Governor of the Central Bank of Nigeria (CBN), Olayemi Cardoso, has dismissed claims that the apex bank has been aggressively intervening in the foreign exchange (FX) market to support the naira, stating that its interventions accounted for only about 1.2 to 1.3 per cent of total FX market turnover in 2025.
Cardoso clarified on Wednesday during a press briefing in Abuja following the conclusion of the 305th meeting of the Monetary Policy Committee (MPC).
Responding to questions on whether the CBN had intensified interventions amid recent pressure on Nigeria’s external reserves, the governor said such claims were inaccurate.
“The answer is that it is not true,” he said.
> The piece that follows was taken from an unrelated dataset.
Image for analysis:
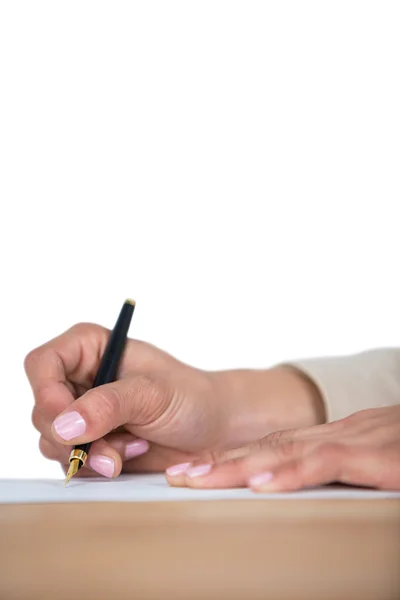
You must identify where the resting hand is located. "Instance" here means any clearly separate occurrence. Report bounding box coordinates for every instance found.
[167,406,400,492]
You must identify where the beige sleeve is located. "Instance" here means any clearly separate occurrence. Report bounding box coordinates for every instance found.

According to Cardoso, Nigeria’s foreign exchange market has undergone significant transformation since the current CBN management assumed office, with average daily turnover increasing from about $100 million to approximately $550 million.
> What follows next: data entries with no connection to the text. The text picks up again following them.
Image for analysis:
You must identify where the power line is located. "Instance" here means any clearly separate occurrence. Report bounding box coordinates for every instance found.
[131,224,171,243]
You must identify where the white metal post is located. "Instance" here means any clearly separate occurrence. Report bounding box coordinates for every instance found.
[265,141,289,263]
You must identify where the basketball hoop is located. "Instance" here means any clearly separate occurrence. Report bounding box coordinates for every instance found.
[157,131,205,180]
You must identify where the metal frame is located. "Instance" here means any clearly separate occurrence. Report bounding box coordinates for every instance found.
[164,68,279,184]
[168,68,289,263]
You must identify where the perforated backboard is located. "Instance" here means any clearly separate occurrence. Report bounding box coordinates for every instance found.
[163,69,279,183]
He noted that daily turnover had occasionally surged to as much as $1 billion, adding that the apex bank’s long-term objective is to sustain that level of market activity.
“At times, it has spiked as high as $1 billion daily. Not every day, but it has spiked. Now, the goal is for it to get to that $1 billion every day,” he said.
The CBN governor attributed the increased market liquidity to ongoing reforms, which he said had reduced the need for frequent regulatory interventions.
“Where you already have a deepening foreign exchange market, where liquidity rules the day, there is very little need for intervention. The market operates largely on its own,” Cardoso explained.
He stressed that CBN interventions remained minimal relative to overall market activity.
“Relative to turnover in 2025, the CBN intervened in about 1.2 to 1.3 per cent. It was very small compared to the total turnover,” he said.
Cardoso further stated that reforms had strengthened transparency and improved confidence in the FX market through a willing-buyer, willing-seller framework.
“We have reached a stage where the market, driven by reforms, is increasingly able to find its own level through willing buyer, willing seller arrangements, improved market conduct, transparency and greater symmetry in access to information,” he said.
The governor linked the improved market structure to key policy measures introduced by the apex bank, including the implementation of the FX Code, the deployment of an electronic trading platform, and the introduction of a revised foreign exchange manual.
According to him, the new FX manual, scheduled to take effect on June 1, is expected to enhance consistency, transparency and efficiency in the foreign exchange market.
He said the framework would also encourage exporters to repatriate their foreign exchange earnings through official channels.
“It is going to make it easier for those who previously exported and either delayed repatriation or diverted proceeds elsewhere. The new framework will encourage them to bring their FX earnings back into the system,” Cardoso said.
He expressed confidence that the reforms would support the CBN’s objective of increasing daily FX turnover to $1 billion over time.
On concerns about fluctuations in Nigeria’s external reserves, Cardoso cautioned against reading too much into short-term movements, noting that reserves are dynamic and often influenced by routine government obligations and debt repayments.
“There may be a need to meet obligations of various arms of government or settle outstanding loans and commitments. These payments have to be made,” he said.
“But as obligations are settled, new inflows also come into the system.”
The CBN governor disclosed that the country’s reserves had already recovered to levels recorded before the recent geopolitical tensions involving Iran.
“We are virtually back to where we were before the Iran-related tensions. We are already back at those levels, and I believe the trend will continue in that direction,” he said.
Cardoso reaffirmed that exchange rate stability remains a key pillar of the CBN’s strategy to combat inflation, particularly in the face of external price shocks.
He said the apex bank would maintain its current policy stance, deepen coordination with fiscal authorities and continue efforts to limit the pass-through effect of exchange rate volatility on domestic prices.
Meanwhile, the Monetary Policy Committee retained the Monetary Policy Rate (MPR) at 26.5 per cent at the end of its 305th meeting.
The committee also left all other monetary policy parameters unchanged, reflecting a cautious approach as policymakers continue to assess inflation trends and broader macroeconomic developments.